Francisco Moreira cresceu em Portugal, mudou-se para o Reino Unido aos 20 anos e, nos dias de hoje, reparte o seu tempo entre os dois países, dedicando-se à criação de marcas no mundo das startups. Um universo que, ainda que de forma dissimulada, acaba por estar presente em “Os Rumplings e a Aventura dos Sabores” (Oficina do Livro, 2018), o primeiro de uma série de livros para os mais novos, que tem no centro criaturas encorpadas com a pele macia, a face peluda e um considerável e permanente apetite.
A história passa-se na Vila de Kaér, onde há uma verdadeira guerra no que diz respeito ao que deve ser a vida, o quotidiano e o trabalho de cada Rumpling.

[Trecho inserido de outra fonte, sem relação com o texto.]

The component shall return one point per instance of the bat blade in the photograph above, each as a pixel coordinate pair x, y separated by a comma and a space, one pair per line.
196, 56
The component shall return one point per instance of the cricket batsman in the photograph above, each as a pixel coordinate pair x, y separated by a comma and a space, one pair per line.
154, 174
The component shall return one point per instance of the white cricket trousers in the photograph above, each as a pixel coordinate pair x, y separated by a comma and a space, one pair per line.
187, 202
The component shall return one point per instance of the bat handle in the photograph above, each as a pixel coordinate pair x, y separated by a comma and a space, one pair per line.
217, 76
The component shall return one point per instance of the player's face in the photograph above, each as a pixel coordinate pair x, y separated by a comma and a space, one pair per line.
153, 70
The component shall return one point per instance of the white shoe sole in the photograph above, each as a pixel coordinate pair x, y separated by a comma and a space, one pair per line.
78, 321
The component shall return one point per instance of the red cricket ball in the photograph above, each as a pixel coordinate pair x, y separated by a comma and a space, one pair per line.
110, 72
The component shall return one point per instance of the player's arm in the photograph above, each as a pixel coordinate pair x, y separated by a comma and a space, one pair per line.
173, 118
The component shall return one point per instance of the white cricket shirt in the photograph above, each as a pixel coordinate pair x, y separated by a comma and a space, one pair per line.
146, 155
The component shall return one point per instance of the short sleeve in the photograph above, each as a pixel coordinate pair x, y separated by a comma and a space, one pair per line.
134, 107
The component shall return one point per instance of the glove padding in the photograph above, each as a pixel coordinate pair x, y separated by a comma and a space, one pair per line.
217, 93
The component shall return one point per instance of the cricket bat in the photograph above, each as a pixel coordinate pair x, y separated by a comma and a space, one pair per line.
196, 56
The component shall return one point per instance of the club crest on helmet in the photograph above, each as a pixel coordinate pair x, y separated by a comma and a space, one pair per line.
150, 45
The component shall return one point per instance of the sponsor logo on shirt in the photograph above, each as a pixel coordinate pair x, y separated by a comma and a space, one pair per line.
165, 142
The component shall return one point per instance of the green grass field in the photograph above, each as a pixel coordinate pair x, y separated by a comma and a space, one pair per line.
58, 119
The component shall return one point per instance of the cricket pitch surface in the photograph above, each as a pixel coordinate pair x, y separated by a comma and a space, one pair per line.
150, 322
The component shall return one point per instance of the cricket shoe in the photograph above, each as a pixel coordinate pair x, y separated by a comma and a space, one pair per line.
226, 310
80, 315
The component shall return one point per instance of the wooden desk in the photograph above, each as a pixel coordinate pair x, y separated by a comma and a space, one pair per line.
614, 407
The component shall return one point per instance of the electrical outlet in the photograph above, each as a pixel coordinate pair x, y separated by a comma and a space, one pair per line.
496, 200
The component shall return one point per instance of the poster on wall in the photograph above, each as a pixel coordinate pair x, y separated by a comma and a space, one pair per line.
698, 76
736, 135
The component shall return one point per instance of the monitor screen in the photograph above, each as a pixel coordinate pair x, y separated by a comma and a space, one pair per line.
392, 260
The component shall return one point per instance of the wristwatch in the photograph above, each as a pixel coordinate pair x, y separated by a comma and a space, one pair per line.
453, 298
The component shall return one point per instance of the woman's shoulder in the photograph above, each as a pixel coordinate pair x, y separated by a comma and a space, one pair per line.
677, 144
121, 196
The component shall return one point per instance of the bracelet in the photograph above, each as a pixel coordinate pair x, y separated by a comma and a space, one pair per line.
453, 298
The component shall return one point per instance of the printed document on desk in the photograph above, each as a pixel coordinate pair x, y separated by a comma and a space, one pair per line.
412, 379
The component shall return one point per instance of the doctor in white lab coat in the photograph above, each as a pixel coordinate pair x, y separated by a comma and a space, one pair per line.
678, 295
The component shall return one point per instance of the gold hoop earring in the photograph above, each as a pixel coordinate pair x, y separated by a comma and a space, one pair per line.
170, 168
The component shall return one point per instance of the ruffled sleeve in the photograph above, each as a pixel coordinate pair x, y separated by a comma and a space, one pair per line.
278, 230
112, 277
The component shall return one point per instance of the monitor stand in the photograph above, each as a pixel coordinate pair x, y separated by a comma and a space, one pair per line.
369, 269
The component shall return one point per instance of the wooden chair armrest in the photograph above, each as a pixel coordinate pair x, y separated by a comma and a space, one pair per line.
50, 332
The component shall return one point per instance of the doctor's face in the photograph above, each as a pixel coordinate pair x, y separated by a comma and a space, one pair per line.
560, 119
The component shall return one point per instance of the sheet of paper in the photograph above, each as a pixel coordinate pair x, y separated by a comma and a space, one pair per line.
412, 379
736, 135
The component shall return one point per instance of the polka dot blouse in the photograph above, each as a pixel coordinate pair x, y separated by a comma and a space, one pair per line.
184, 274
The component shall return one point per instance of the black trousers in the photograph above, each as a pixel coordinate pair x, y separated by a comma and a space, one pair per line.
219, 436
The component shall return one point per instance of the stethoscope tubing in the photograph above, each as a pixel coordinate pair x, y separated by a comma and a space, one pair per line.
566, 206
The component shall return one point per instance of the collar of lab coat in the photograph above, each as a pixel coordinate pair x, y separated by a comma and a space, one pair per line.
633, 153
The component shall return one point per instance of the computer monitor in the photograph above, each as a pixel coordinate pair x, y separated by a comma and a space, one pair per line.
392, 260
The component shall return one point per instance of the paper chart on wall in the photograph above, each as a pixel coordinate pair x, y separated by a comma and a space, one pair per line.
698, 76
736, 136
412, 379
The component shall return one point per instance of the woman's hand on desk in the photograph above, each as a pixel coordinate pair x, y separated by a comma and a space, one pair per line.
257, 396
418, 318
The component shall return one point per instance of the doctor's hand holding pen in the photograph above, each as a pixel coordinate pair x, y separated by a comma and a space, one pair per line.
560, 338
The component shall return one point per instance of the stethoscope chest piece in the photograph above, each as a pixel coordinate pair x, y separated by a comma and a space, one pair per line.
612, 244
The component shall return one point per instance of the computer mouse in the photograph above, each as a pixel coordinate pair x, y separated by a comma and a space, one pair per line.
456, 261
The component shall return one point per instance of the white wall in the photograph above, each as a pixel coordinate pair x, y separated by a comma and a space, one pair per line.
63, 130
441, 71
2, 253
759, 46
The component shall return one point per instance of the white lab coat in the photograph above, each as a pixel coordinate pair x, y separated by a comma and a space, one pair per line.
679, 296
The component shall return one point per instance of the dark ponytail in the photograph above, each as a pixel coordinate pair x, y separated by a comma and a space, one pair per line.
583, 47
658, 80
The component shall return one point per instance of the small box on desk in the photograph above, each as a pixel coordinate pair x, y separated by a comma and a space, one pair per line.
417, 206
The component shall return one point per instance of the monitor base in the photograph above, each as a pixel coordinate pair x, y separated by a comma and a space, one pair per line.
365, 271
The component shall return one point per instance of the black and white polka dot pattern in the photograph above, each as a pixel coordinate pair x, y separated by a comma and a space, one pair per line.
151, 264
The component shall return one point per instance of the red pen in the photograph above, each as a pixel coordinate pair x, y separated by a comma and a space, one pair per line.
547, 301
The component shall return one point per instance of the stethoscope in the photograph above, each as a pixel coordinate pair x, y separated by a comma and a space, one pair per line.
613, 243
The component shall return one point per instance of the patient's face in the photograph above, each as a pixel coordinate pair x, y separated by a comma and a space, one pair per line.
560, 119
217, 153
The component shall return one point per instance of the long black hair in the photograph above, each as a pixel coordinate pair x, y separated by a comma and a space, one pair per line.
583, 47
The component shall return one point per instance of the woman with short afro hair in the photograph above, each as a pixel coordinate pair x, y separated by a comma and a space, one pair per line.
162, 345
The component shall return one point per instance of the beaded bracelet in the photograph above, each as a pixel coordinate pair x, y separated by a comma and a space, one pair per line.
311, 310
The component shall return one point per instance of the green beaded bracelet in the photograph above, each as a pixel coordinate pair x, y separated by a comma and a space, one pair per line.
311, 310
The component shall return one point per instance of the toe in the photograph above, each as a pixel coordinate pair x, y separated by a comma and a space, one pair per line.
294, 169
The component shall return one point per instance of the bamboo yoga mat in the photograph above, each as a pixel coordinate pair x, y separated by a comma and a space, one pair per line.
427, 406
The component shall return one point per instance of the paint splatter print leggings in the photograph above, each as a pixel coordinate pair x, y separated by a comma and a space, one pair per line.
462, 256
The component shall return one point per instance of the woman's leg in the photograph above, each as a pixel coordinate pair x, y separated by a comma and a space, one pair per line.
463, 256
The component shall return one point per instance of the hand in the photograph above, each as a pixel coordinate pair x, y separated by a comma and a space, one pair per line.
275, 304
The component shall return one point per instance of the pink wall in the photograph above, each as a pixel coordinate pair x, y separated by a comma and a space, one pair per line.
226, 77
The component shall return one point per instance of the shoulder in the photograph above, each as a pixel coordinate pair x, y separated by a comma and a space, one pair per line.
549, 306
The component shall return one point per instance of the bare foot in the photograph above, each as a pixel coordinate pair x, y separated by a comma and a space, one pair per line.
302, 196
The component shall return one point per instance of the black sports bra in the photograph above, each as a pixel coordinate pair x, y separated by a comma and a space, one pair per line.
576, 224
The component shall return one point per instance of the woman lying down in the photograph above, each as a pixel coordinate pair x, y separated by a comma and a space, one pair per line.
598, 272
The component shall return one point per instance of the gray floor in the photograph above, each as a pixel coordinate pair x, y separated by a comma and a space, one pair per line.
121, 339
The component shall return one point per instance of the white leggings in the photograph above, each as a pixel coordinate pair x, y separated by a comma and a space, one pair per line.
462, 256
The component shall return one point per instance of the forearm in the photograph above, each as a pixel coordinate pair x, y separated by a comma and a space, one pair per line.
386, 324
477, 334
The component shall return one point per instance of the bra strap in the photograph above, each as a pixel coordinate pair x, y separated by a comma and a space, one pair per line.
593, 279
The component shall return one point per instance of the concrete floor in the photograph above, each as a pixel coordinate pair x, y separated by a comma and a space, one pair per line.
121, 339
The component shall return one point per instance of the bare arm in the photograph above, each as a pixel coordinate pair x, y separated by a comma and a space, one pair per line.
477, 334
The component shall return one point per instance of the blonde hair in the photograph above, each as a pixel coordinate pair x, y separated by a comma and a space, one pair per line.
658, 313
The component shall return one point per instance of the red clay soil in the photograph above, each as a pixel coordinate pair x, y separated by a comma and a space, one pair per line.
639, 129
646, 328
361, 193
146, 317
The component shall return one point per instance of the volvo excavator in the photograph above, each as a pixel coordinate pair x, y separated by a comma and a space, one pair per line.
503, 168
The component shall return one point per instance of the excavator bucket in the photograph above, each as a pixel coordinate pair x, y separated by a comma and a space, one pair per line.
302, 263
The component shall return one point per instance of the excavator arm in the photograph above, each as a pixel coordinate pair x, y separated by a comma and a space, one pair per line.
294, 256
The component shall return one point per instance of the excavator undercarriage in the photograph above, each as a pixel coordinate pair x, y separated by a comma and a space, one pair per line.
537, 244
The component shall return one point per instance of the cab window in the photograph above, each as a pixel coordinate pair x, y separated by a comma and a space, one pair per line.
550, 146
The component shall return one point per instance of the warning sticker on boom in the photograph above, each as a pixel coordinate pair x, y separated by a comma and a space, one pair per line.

De um lado estão o Rocket e o Xamã Buffalo, que seguem o credo da Casa dos Alimentos, que se guia religiosamente pelos valores da humildade, habilidade e perseverança – e que apontam a árdua mineração como o único e seguro modo de vida.
Do outro está Stratus, conhecido como o recrutador – e grande suspeito de ter morto os pais de Rocket -, que promete a todos casas à borla e comida ilimitada, convencendo lentamente os Rumplings a deixar para trás a vida de mineiros para se juntarem a ele e à Igreja dos Alimentos no Stratus Superior.
Entre premonições e diferentes olhares sobre o que deve ser a vida, Francisco Moreira parece tecer uma crítica ao pensamento neoliberal, apontado ao lucro e ao seu acumular, apostando antes na cautela e no acto criativo como o mais valioso reduto humano. Mas tudo isto nas entrelinhas, uma vez que todos os olhos da pequenada estarão apontados a estas estranhas criaturas e ao seu ainda mais estranho mundo, onde as religiões são uma espécie de partidos políticos alimentares. E o que dizer da revelação final, a fazer lembrar o espanto sentido em Lego o Filme? Apenas isto: que os vossos banquetes sejam abundantes e generosos!